Fu Ying, Zhang Ningnannan, Ren Li, Yan Yaping, Sun Na, Li Yu-Jing, Han Wei, Xue Rong, Liu Qiang, Hao Junwei, Yu Chunshui, Shi Fu-Dong
Departments of Neurology and Department of Neurology, Barrow Neurological Institute, St. Joseph's Hospital and Medical Center, Phoenix, AZ 85013; and.
Radiology, Tianjin Neurological Institute, Tianjin Medical University General Hospital, Tianjin, 300070, China;
Proc Natl Acad Sci U S A. 2014 Dec 23;111(51):18315-20. doi: 10.1073/pnas.1416166111. Epub 2014 Dec 8.

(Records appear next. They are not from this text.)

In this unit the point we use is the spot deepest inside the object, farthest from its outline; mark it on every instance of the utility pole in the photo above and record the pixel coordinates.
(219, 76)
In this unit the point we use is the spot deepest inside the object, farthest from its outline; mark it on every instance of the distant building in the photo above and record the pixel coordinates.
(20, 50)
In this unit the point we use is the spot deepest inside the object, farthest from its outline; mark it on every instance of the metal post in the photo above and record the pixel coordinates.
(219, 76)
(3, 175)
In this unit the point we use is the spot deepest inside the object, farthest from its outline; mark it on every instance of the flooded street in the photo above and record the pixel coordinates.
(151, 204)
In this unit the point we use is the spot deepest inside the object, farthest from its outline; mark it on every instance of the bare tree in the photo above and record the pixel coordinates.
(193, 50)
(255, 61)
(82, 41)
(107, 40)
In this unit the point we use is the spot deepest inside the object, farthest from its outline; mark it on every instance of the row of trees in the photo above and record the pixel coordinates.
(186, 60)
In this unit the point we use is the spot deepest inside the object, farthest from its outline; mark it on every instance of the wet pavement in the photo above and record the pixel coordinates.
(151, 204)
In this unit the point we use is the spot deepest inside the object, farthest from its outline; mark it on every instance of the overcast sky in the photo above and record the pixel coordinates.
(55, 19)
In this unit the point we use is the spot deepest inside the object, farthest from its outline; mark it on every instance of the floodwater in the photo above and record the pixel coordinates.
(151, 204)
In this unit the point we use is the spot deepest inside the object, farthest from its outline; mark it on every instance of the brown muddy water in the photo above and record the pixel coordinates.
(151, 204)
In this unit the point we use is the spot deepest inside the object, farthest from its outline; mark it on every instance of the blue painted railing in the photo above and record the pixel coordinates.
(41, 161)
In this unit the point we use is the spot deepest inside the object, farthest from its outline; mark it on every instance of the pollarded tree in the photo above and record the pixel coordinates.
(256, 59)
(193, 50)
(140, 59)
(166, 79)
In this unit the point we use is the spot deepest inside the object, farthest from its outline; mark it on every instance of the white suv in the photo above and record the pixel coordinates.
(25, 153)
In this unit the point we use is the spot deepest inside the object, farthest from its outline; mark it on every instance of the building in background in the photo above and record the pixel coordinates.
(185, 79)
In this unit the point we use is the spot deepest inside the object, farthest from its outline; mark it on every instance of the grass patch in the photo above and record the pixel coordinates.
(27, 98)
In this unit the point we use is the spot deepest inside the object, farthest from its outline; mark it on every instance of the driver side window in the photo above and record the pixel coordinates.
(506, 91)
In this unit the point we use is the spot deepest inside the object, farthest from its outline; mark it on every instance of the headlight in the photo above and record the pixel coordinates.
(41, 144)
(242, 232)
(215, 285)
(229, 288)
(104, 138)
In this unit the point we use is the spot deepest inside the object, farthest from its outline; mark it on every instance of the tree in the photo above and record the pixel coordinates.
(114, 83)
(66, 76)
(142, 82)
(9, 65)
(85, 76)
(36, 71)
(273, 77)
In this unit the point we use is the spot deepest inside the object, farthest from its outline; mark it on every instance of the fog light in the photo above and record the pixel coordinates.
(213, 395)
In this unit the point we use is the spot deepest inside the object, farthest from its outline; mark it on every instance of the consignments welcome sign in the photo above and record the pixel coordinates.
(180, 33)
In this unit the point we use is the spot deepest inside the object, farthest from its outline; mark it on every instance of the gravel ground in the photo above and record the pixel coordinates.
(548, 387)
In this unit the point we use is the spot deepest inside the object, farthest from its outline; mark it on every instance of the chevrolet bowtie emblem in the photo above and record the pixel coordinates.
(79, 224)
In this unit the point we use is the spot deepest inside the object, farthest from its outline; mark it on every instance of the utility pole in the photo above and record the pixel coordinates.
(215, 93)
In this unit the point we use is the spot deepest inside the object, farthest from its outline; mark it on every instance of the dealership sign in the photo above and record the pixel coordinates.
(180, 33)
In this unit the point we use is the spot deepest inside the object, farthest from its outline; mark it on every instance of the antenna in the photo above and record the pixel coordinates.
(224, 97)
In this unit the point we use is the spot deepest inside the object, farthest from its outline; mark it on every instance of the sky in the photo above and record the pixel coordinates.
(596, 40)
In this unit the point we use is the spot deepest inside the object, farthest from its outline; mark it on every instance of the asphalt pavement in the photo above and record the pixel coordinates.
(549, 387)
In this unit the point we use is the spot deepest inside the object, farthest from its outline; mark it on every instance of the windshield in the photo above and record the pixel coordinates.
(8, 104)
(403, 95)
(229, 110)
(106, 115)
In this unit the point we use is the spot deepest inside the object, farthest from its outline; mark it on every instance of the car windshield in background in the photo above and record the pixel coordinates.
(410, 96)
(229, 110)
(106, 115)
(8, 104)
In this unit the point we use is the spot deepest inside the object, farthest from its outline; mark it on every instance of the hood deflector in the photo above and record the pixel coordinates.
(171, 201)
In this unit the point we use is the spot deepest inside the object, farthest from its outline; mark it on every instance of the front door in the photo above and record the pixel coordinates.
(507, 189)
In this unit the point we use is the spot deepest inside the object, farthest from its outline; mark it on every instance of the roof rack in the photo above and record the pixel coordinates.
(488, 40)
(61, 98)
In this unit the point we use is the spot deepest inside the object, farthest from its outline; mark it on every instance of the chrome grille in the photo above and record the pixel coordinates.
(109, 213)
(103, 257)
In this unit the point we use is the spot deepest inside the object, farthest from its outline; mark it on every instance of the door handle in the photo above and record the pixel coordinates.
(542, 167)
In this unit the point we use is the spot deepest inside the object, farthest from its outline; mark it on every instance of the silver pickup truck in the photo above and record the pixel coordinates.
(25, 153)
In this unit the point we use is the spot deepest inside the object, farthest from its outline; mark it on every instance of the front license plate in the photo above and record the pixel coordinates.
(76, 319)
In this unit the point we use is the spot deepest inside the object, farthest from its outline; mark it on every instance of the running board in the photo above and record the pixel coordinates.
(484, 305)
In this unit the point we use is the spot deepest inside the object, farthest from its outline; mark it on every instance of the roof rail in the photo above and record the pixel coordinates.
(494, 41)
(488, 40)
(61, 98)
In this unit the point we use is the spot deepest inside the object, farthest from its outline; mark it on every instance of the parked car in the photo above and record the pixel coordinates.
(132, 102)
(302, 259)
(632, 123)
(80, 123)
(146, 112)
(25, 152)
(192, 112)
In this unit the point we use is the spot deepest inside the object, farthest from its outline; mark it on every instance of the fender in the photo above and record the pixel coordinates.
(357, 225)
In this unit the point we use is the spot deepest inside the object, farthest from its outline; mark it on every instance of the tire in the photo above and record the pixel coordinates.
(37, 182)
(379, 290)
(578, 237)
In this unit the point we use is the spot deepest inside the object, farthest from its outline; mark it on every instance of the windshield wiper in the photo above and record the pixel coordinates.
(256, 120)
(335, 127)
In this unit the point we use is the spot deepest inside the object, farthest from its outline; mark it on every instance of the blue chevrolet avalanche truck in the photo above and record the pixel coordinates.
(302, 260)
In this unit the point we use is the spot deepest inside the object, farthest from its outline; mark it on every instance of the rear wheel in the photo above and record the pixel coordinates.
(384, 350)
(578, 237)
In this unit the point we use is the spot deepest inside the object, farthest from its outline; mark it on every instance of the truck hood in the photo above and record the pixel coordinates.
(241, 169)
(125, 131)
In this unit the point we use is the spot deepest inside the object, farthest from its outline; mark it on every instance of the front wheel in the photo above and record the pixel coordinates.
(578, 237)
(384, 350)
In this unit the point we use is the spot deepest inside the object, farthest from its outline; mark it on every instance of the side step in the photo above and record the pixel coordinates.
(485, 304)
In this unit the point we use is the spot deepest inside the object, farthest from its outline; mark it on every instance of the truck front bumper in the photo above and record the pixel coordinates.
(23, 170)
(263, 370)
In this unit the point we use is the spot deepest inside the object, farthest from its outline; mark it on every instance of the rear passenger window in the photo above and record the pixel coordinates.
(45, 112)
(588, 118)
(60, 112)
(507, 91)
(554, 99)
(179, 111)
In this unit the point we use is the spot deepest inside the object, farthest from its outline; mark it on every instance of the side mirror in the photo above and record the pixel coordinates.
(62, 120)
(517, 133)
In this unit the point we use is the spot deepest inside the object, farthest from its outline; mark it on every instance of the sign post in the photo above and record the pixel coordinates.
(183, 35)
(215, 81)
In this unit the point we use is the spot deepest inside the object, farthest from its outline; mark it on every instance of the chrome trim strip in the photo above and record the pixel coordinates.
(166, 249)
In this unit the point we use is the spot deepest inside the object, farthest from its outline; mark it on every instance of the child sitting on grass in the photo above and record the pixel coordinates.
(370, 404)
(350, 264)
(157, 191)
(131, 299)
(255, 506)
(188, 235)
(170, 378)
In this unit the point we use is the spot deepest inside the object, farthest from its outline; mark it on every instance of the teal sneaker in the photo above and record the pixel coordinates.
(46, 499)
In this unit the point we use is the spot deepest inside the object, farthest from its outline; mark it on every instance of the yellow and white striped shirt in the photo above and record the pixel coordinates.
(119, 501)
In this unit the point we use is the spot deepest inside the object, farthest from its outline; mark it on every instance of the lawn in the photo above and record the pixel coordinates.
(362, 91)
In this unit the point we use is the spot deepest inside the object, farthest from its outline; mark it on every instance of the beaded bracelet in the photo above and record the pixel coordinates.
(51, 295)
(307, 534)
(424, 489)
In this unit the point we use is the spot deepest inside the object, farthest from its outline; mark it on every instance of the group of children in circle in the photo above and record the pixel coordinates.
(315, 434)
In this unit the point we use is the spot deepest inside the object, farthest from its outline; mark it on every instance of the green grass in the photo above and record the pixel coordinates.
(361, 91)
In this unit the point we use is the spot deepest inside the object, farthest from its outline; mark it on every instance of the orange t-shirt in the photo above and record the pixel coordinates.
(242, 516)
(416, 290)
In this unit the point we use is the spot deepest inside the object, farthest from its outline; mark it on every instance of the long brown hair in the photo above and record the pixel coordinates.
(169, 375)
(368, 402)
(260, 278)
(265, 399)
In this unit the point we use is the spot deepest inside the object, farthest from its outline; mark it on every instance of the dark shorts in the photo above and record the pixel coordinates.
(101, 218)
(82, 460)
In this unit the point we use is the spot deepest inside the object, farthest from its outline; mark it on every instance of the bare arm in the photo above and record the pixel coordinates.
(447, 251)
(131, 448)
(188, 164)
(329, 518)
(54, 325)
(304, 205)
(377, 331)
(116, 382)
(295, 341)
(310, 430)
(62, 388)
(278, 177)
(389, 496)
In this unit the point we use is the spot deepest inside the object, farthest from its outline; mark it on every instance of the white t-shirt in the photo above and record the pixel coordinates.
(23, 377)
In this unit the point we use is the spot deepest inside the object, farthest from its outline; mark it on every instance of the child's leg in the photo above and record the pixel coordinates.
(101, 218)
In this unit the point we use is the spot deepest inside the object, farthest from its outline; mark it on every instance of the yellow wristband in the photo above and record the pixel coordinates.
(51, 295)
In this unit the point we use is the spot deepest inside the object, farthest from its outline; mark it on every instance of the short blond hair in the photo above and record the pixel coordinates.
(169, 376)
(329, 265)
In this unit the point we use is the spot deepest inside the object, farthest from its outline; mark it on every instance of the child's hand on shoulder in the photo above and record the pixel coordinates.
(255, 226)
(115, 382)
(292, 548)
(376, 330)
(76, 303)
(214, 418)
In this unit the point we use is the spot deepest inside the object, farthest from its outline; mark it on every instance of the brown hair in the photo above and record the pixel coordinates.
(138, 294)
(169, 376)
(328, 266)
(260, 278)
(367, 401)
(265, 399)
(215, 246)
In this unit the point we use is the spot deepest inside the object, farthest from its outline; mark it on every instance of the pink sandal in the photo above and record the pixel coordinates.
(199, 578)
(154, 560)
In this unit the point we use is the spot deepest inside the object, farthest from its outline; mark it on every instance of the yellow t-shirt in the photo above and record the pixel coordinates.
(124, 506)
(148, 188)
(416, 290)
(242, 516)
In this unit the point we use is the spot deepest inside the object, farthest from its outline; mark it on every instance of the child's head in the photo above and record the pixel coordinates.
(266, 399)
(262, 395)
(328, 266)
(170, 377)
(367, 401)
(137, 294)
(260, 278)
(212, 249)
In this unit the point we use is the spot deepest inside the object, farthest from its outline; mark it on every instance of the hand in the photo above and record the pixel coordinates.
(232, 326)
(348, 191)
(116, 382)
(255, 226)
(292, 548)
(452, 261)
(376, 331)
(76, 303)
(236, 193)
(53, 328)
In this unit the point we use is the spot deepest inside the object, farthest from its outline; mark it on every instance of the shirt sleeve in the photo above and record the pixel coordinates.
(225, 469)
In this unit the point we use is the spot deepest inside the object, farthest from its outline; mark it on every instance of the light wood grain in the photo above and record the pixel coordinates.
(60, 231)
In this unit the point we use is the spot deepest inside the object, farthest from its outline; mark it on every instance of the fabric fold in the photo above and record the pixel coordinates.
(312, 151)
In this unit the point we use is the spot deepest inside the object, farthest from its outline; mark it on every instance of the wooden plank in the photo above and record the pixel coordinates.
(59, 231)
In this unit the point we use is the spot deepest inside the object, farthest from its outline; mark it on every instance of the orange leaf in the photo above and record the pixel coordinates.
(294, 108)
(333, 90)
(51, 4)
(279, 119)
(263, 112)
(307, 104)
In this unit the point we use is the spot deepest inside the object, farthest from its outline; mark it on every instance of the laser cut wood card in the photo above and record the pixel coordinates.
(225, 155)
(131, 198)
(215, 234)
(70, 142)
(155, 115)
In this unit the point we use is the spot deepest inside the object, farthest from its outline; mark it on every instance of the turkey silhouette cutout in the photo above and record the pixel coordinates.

Peripheral lymphocytes entering brain ischemic regions orchestrate inflammatory responses, catalyze tissue death, and worsen clinical outcomes of acute ischemic stroke (AIS) in preclinical studies. However, it is not known whether modulating brain inflammation can impact the outcome of patients with AIS. In this open-label, evaluator-blinded, parallel-group clinical pilot trial, we recruited 22 patients matched for clinical and MRI characteristics, with anterior cerebral circulation occlusion and onset of stroke that had exceeded 4.5 h, who then received standard management alone (controls) or standard management plus fingolimod (FTY720, Gilenya, Novartis), 0.5 mg per day orally for 3 consecutive days. Compared with the 11 control patients, the 11 fingolimod recipients had lower circulating lymphocyte counts, milder neurological deficits, and better recovery of neurological functions. This difference was most profound in the first week when reduction of National Institutes of Health Stroke Scale was 4 vs. -1, respectively (P = 0.0001). Neurological rehabilitation was faster in the fingolimod-treated group. Enlargement of lesion size was more restrained between baseline and day 7 than in controls (9 vs. 27 mL, P = 0.0494). Furthermore, rT1%, an indicator of microvascular permeability, was lower in the fingolimod-treated group at 7 d (20.5 vs. 11.0; P = 0.005). No drug-related serious events occurred. We conclude that in patients with acute and anterior cerebral circulation occlusion stroke, oral fingolimod within 72 h of disease onset was safe, limited secondary tissue injury from baseline to 7 d, decreased microvascular permeability, attenuated neurological deficits, and promoted recovery.
在临床前研究中,进入脑缺血区域的外周淋巴细胞会引发炎症反应、促使组织死亡,并使急性缺血性中风(AIS)的临床结局恶化。然而,尚不清楚调节脑部炎症是否会影响AIS患者的预后。在这项开放标签、评估者盲法、平行组临床试点试验中,我们招募了22名临床和MRI特征匹配的患者,这些患者存在大脑前循环闭塞且中风发作已超过4.5小时,随后他们分别接受单纯标准治疗(对照组)或标准治疗加芬戈莫德(FTY720,商品名Gilenya,诺华公司生产),每天口服0.5毫克,连续服用3天。与11名对照患者相比,11名接受芬戈莫德治疗的患者循环淋巴细胞计数更低、神经功能缺损更轻,神经功能恢复更好。这种差异在第一周最为显著,此时美国国立卫生研究院卒中量表评分的降低分别为4分和 -1分(P = 0.0001)。芬戈莫德治疗组的神经功能康复更快。与对照组相比,从基线到第7天,芬戈莫德治疗组病变大小的扩大受到更明显的抑制(9毫升对27毫升,P = 0.0494)。此外,作为微血管通透性指标的rT1%在芬戈莫德治疗组第7天时更低(20.5对11.0;P = 0.005)。未发生与药物相关的严重事件。我们得出结论,对于急性大脑前循环闭塞性中风患者,在发病72小时内口服芬戈莫德是安全的,从基线到7天可限制继发性组织损伤,降低微血管通透性,减轻神经功能缺损,并促进恢复。